Claudio Mutti: Les slogans concernant
les «droits humains» et la «démocratie», les agissements des
Femen, la solidarité exprimée par Madonna et d'autres stars
hollywoodiennes, la rhétorique antifa truffée de "Bella ciao"
comme musique de fond, sont les symptômes d'une «révolution
orange» ou un «printemps turc », plutôt que d'une révolution
nationale. À l'heure actuelle, il est impossible de savoir si les
troubles ont éclaté de manière spontanée, ou si ce sont vraiment
des agents étrangers qui ont provoqué des troubles, comme prétendu
par Erdogan. Mais nous devons considérer que l'ambassadeur américain
Francis Ricciardone a répété deux fois en deux jours son message
en faveur des manifestants et que John Kerry a fait une déclaration
sur le droit de contester. Certes, parmi les manifestants il y a
aussi des militants et des activistes d'intérêt national,
anti-atlantistes et aussi des mouvements pro-Eurasie (comme, par
exemple, le Parti des travailleurs, ISCI Partisi); mais je ne pense
pas qu'ils sont en mesure de diriger une masse aussi hétérogène
vers l'objectif d'une révolution nationale.
Natella Speranskaya: Comment se place
la révolution turque en terme d'opposition géopolitique de
l'eurasisme (Russie, Iran, Syrie) à l'occident et à l'atlantisme
(OTAN, USA, UE) ?
Claudio Mutti: Il est vrai que
beaucoup de gens ont été troublés par l'implication de la Turquie
dans le conflit syrien. Néanmoins, lorsque les manifestants clament
"Nous sommes les enfants d'Atatürk", ils expriment une
préoccupation liée à des croyances laïcistes et séculaires, pas
à une position de type eurasiste. Malheureusement, je ne vois pas
une tendance anti-Atlantique d'importance dans la présente révolte.
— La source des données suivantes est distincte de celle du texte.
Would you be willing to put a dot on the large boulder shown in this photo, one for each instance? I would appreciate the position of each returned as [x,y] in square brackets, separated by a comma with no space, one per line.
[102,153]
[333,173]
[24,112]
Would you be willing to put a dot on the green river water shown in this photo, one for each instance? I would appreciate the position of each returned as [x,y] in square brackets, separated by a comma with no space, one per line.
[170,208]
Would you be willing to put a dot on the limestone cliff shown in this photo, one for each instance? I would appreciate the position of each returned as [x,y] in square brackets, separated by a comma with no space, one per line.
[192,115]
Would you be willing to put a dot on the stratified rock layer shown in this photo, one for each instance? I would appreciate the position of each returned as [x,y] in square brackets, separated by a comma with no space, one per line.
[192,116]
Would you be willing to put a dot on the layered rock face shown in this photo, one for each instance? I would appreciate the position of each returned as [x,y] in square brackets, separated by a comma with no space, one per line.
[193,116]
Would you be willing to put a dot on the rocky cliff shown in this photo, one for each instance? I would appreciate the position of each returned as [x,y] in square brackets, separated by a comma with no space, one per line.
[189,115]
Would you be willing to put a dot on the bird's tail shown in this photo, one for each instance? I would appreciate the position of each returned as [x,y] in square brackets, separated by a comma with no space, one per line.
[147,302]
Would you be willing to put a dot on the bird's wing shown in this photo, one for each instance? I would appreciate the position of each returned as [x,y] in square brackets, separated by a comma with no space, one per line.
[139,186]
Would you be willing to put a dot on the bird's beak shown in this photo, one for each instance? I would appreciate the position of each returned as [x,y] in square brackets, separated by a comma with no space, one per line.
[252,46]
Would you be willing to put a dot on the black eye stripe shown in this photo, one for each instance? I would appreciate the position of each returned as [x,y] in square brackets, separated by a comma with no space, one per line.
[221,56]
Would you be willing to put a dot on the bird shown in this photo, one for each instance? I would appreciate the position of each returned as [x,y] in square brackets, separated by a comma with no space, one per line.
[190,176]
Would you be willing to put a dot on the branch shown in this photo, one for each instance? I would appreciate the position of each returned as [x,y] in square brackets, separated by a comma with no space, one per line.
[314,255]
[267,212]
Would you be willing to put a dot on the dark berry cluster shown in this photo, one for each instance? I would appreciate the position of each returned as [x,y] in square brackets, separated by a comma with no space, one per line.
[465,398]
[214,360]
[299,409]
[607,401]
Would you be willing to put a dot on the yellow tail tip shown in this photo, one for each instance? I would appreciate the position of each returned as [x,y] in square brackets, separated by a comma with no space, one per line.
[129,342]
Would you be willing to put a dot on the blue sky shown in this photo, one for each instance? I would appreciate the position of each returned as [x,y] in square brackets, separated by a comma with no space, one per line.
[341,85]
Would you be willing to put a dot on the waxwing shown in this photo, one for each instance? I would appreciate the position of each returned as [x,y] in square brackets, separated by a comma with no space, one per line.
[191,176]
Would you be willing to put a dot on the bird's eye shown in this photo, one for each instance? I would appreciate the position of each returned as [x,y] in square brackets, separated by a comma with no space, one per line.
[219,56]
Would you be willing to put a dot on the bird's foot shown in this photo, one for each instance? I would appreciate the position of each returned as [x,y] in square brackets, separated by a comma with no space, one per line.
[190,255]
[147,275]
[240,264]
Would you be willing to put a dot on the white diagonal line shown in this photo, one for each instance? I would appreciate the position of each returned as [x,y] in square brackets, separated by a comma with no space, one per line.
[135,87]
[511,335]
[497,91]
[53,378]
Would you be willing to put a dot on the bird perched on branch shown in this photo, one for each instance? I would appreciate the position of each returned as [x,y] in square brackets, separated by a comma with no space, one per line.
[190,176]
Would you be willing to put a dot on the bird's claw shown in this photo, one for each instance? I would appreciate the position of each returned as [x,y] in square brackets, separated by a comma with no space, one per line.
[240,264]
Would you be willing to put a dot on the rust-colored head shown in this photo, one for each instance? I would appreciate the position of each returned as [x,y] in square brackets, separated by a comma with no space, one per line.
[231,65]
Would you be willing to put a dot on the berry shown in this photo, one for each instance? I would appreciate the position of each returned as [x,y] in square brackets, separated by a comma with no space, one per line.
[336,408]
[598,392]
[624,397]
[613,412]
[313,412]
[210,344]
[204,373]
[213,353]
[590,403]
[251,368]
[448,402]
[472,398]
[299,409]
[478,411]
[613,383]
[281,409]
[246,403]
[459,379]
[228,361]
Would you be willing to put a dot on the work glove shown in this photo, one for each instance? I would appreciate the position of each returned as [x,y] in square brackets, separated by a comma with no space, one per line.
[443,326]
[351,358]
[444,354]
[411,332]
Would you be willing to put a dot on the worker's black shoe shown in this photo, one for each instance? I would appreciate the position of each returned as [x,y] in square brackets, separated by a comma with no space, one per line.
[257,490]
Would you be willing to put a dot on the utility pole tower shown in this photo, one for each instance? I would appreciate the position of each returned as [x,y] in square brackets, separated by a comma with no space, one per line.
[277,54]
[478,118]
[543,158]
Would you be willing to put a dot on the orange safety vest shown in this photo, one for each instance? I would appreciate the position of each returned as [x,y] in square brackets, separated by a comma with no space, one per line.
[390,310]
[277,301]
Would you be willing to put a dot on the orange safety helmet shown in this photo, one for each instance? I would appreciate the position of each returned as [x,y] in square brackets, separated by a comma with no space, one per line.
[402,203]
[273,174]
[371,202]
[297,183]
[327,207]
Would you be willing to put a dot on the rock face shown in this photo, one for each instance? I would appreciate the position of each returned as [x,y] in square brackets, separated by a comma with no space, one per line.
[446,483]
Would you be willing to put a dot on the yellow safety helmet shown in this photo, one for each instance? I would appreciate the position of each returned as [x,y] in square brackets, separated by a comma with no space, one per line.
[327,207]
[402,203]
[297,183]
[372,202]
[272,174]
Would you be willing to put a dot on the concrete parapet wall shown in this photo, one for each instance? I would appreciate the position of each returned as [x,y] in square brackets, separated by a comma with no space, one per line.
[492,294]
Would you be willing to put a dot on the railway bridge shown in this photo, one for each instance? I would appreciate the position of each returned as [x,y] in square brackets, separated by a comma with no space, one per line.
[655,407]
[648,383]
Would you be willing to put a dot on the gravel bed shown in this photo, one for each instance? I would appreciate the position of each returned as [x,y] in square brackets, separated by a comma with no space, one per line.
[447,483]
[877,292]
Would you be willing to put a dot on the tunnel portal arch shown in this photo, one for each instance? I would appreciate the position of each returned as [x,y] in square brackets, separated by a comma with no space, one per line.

Natella Speranskaya: Votre pronostic
quant à l'évolution des événements en Turquie et leurs
conséquences sur la situation en Syrie?
Claudio Mutti: Il est probable que la
révolte turque va pousser Erdogan à penser à l'adage «Qui sème
le vent récolte la tempête» et l'amènera à se consacrer
davantage aux affaires turques que syriennes, conscient sans doute
que les Américains sont toujours prêts à évincer leurs
collaborateurs, après en avoir fait usage. Ainsi, il y a deux mois,
son ministre des Affaires étrangères Ahmet Davutoglu a signé un
protocole d'accord avec le SCO. Si le gouvernement turc veut être
cohérent avec cette décision, il doit abandonner ce genre de
«néo-ottomanisme» qui dissimule un rôle impérialiste, utile aux
intérêts nord-américains. Encore mieux, si la Turquie veut
vraiment être un point de référence pour les peuples musulmans de
la Méditerranée et du Moyen-Orient, il doit rompre ses liens avec
l'OTAN et avec le régime sioniste. Il est en effet schizophrène de
déstabiliser la Syrie et en même temps d'accuser le sionisme et
Israël d'être, selon les mots de M. Erdogan, "un crime contre
l'humanité» et «une menace pour la paix régionale".